I don't think there is a line. It was an observation he made 50 years ago, i don't think it needs to operate in the bounds of a mathematical proof.

So it's whatever people want to claim to best make a trend line fit? :rolleyes:

I agree though, it's just an observation.. and to some extent maybe had a cultural impact on Intel's manufacturing decisions (and by extension a secondary impact on everyone else). But some act like it's a law of nature. The semiconductor industry won't scramble to keep up with it by any means necessary, and new technologies won't happen to emerge just in time to allow for the next doubling in transistor count (and no more).

I probably have to read the original verbage of the "law", but what was it even tracking?

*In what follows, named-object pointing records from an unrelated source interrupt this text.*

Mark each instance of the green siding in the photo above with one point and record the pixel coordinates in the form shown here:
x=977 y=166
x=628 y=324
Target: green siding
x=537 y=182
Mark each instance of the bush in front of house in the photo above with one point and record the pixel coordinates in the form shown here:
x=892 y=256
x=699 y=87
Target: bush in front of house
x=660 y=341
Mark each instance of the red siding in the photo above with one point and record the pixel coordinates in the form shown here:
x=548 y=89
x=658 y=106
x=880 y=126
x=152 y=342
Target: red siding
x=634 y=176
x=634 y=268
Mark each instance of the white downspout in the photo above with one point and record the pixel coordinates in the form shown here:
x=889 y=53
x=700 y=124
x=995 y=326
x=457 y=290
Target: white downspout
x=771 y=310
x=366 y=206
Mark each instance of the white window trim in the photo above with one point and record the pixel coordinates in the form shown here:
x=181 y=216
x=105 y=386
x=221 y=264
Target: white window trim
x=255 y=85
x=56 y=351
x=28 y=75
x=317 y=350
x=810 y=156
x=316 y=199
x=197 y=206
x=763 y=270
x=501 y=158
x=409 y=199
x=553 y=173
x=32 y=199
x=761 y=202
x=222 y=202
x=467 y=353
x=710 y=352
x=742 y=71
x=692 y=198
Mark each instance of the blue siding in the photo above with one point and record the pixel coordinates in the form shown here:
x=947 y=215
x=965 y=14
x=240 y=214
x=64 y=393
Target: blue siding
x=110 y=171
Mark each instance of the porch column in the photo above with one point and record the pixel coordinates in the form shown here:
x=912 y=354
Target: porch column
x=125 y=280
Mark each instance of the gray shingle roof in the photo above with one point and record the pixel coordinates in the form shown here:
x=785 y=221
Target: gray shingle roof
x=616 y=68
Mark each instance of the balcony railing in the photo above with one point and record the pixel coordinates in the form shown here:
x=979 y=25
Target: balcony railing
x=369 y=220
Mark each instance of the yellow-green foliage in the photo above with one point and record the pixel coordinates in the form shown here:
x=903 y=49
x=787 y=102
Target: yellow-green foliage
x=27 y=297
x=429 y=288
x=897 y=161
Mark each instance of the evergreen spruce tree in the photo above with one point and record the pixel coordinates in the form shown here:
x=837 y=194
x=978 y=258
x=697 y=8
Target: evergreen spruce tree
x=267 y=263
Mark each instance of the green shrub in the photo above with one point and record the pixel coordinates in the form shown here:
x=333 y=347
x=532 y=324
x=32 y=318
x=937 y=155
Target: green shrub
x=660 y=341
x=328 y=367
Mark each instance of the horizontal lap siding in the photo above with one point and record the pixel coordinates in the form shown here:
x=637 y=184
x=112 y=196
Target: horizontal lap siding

An average of all chips, or just the largest product? And just from Intel? The fulfillment of the law managed to transition from improvement primarily due to increasing die size to improvement primarily due to shrinking transistors (with both happening in between) but I wonder if that's really much more than a coincidence. There's been definite market drive to allow shrinking transistor size at a regular schedule. I'm sure there have been a lot of planned advancements to allow for larger die sizes too but you don't really hear about them.
 
According to Wikipedia, the wording of the original observation was that for devices with the lowest cost per transistor, the complexity--with transistor counts now being the apparent measuring stick--would double every two years.
This is for integrated circuits, but possibly not necessarily the same piece of silicon since Moore made an additional note that he expected it could be done with a single wafer.

Moore's observation applied to the scaling of transistor counts for devices with the best cost per transistor.

What may be interesting to see, aside from whether this cost/density curve can be readily maintained, is whether with the diversification of design parameters and physical and economic challenges that devices that Moore's observation applied to are as relevant as they once were.

Even if Moore's Law does exist by some tortured definition for some set of devices, devices with the necessary attributes that allow a chip to meet the transistor/cost metric may not have the performance, power, or utility to be considered viable products for an increasing swath of products.
Worrying about Moore's law may become academic before it becomes physically and economically impossible.